No es necesario dar ejemplos de actos de extrema crueldad contra el contrincante político porque ello ha marcado y sigue marcando nuestra compleja historia republicana. Lo que sí es importante recordar es que en el Perú la historia se encarga de saldar las cuentas y colocar en su lugar a los que se creían todopoderosos y gozaron exhibiendo su engañosa omnipotencia. Para mí lo más preocupante es la normalización del abuso (físico y psicológico), además de esa ausencia de empatía que parece estar definiendo las relaciones entre peruanos. La indiferencia ante el dolor ajeno que, desde hace varias décadas, marca nuestra cotidianeidad.

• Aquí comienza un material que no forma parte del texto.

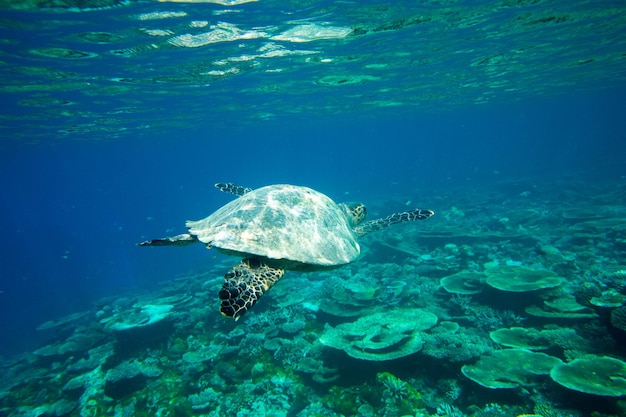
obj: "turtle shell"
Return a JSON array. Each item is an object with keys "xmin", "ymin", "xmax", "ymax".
[{"xmin": 186, "ymin": 184, "xmax": 360, "ymax": 269}]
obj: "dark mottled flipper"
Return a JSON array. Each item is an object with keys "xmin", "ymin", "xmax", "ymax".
[
  {"xmin": 219, "ymin": 258, "xmax": 285, "ymax": 320},
  {"xmin": 215, "ymin": 182, "xmax": 253, "ymax": 196},
  {"xmin": 353, "ymin": 209, "xmax": 434, "ymax": 236},
  {"xmin": 137, "ymin": 233, "xmax": 199, "ymax": 246}
]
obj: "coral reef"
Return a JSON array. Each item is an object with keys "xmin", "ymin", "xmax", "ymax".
[
  {"xmin": 484, "ymin": 265, "xmax": 563, "ymax": 292},
  {"xmin": 461, "ymin": 349, "xmax": 562, "ymax": 389},
  {"xmin": 550, "ymin": 356, "xmax": 626, "ymax": 396},
  {"xmin": 2, "ymin": 178, "xmax": 626, "ymax": 417},
  {"xmin": 320, "ymin": 308, "xmax": 437, "ymax": 360}
]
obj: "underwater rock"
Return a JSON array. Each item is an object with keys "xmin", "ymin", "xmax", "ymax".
[
  {"xmin": 33, "ymin": 326, "xmax": 105, "ymax": 359},
  {"xmin": 485, "ymin": 265, "xmax": 562, "ymax": 292},
  {"xmin": 319, "ymin": 308, "xmax": 437, "ymax": 361},
  {"xmin": 550, "ymin": 356, "xmax": 626, "ymax": 396},
  {"xmin": 101, "ymin": 303, "xmax": 174, "ymax": 352},
  {"xmin": 36, "ymin": 311, "xmax": 90, "ymax": 331},
  {"xmin": 462, "ymin": 349, "xmax": 562, "ymax": 389},
  {"xmin": 295, "ymin": 356, "xmax": 339, "ymax": 383},
  {"xmin": 62, "ymin": 374, "xmax": 88, "ymax": 399},
  {"xmin": 610, "ymin": 307, "xmax": 626, "ymax": 332},
  {"xmin": 104, "ymin": 360, "xmax": 146, "ymax": 399}
]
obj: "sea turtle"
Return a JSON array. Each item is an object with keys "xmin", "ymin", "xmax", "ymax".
[{"xmin": 139, "ymin": 183, "xmax": 434, "ymax": 320}]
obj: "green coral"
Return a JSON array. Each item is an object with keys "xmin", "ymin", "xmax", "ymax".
[
  {"xmin": 422, "ymin": 325, "xmax": 491, "ymax": 362},
  {"xmin": 323, "ymin": 385, "xmax": 371, "ymax": 416},
  {"xmin": 462, "ymin": 349, "xmax": 562, "ymax": 389},
  {"xmin": 590, "ymin": 289, "xmax": 626, "ymax": 308},
  {"xmin": 485, "ymin": 265, "xmax": 562, "ymax": 292},
  {"xmin": 611, "ymin": 307, "xmax": 626, "ymax": 332},
  {"xmin": 377, "ymin": 372, "xmax": 424, "ymax": 414},
  {"xmin": 544, "ymin": 295, "xmax": 588, "ymax": 312},
  {"xmin": 319, "ymin": 308, "xmax": 438, "ymax": 361},
  {"xmin": 525, "ymin": 304, "xmax": 598, "ymax": 319},
  {"xmin": 440, "ymin": 271, "xmax": 485, "ymax": 295},
  {"xmin": 323, "ymin": 373, "xmax": 424, "ymax": 416},
  {"xmin": 489, "ymin": 327, "xmax": 552, "ymax": 350},
  {"xmin": 550, "ymin": 356, "xmax": 626, "ymax": 396}
]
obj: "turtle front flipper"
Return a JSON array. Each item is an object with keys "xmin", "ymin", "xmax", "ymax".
[
  {"xmin": 353, "ymin": 209, "xmax": 435, "ymax": 236},
  {"xmin": 137, "ymin": 233, "xmax": 199, "ymax": 246},
  {"xmin": 215, "ymin": 182, "xmax": 253, "ymax": 196},
  {"xmin": 219, "ymin": 258, "xmax": 285, "ymax": 320}
]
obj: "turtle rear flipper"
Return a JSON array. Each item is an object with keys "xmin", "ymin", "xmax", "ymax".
[
  {"xmin": 137, "ymin": 233, "xmax": 198, "ymax": 246},
  {"xmin": 354, "ymin": 209, "xmax": 434, "ymax": 236},
  {"xmin": 219, "ymin": 258, "xmax": 285, "ymax": 320}
]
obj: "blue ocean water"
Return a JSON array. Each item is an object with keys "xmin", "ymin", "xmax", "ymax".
[
  {"xmin": 1, "ymin": 1, "xmax": 626, "ymax": 416},
  {"xmin": 3, "ymin": 90, "xmax": 621, "ymax": 353}
]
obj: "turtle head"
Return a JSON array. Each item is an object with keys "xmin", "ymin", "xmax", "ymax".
[{"xmin": 339, "ymin": 202, "xmax": 368, "ymax": 226}]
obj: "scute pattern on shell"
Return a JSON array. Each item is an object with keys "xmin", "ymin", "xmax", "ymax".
[{"xmin": 186, "ymin": 184, "xmax": 360, "ymax": 267}]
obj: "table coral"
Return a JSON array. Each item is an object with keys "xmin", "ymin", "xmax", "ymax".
[
  {"xmin": 319, "ymin": 308, "xmax": 437, "ymax": 361},
  {"xmin": 489, "ymin": 327, "xmax": 552, "ymax": 350},
  {"xmin": 485, "ymin": 265, "xmax": 562, "ymax": 292},
  {"xmin": 550, "ymin": 356, "xmax": 626, "ymax": 396},
  {"xmin": 462, "ymin": 349, "xmax": 562, "ymax": 389}
]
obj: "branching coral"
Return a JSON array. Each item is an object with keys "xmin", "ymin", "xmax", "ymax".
[
  {"xmin": 422, "ymin": 327, "xmax": 492, "ymax": 362},
  {"xmin": 187, "ymin": 387, "xmax": 219, "ymax": 410},
  {"xmin": 378, "ymin": 372, "xmax": 409, "ymax": 400}
]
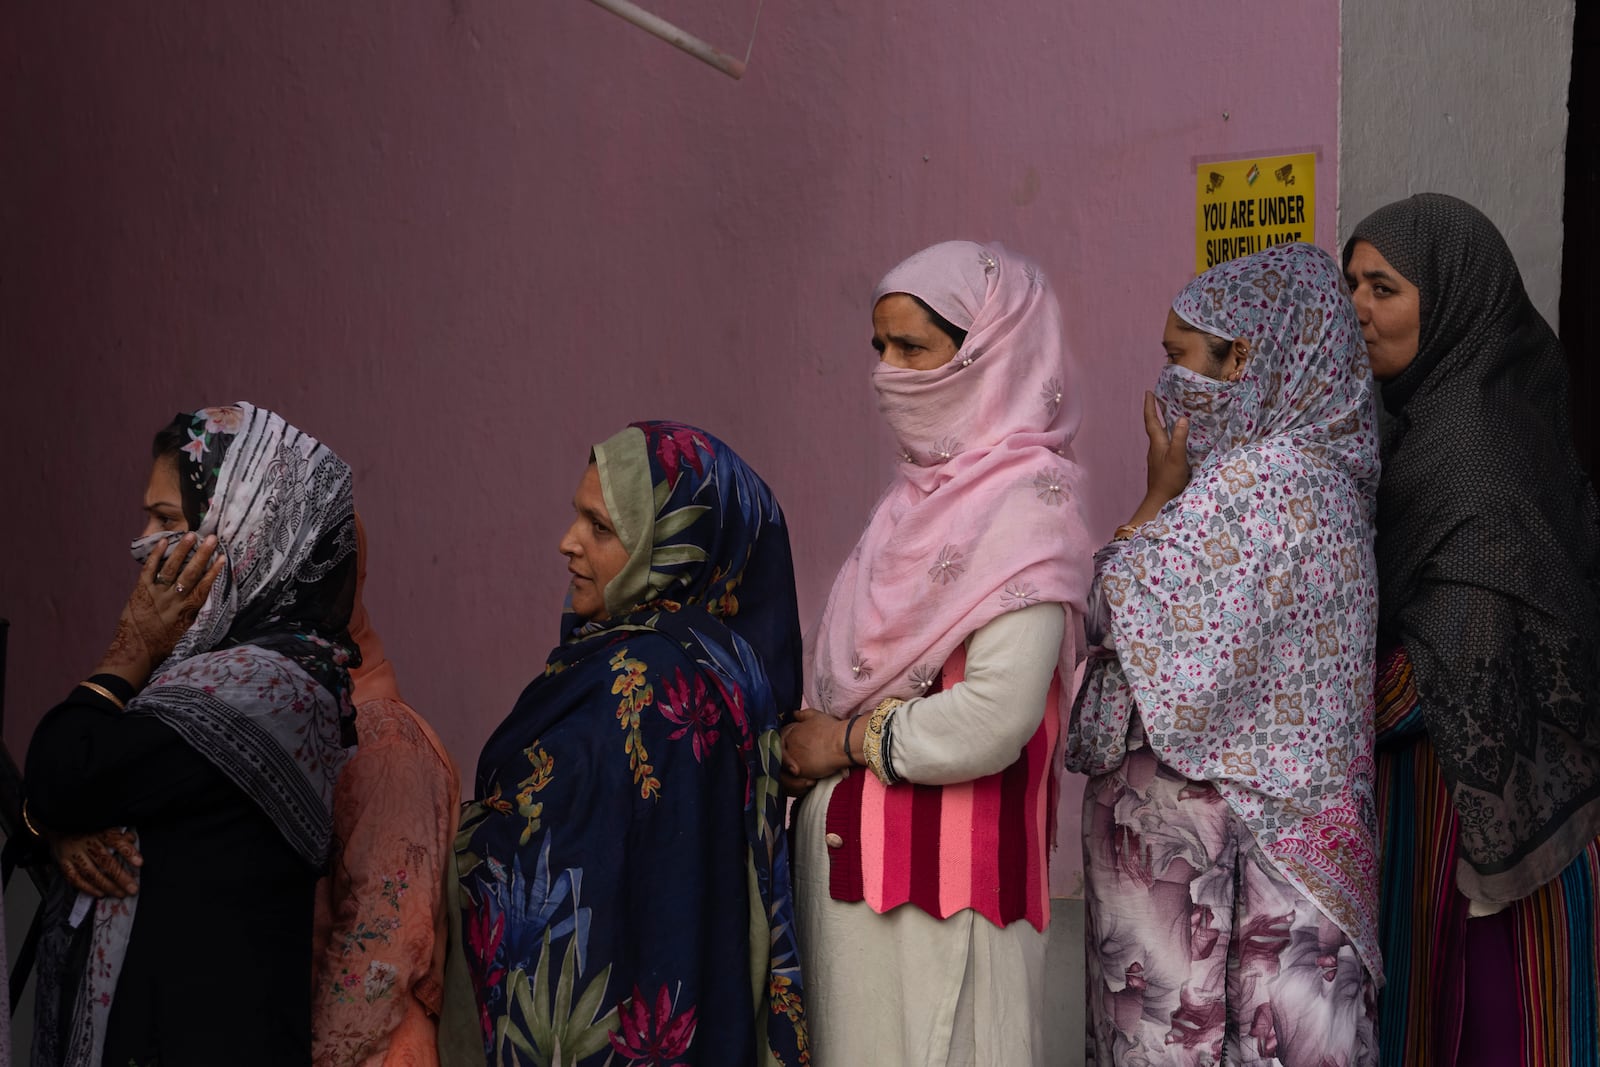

Hace algunos días estaba en la playa y escuché a un grupo de niños diciendo “esos cangrejitos están vivos, hay que matarlos” y me conmovió. Porque, aunque parezca un comentario tonto, dice mucho de una falta de respeto ante la vida que va germinando desde la infancia. “¿Por qué quieren matarlos si ellos viven felices sin molestar a nadie?”, les dije. “Porque no me gustan”, me respondió uno de ellos.

Me da rabia y pena pensar en esa otra niña que no tuvo tiempo de jugar en la playa y decidir qué hacer con los cangrejitos. Aquella de 7 añitos que nació en Huánuco donde fue violada y asesinada porque un desalmado decidió arrancarle la vida y la inocencia. Es cierto que en vísperas del bicentenario debemos pensar en un edificio para nuestro Archivo Nacional, en remodelar nuestros monumentos históricos paradigmáticos, discutir sobre las Cortes de Cádiz o la expedición libertadora. Pero creo que también debemos empezar a enfrentar nuestros demonios, entre ellos la crueldad, el encono y el rencor que nos devora y que detendrá, si no los combatimos a tiempo, cualquier esfuerzo de progreso y desarrollo sostenible.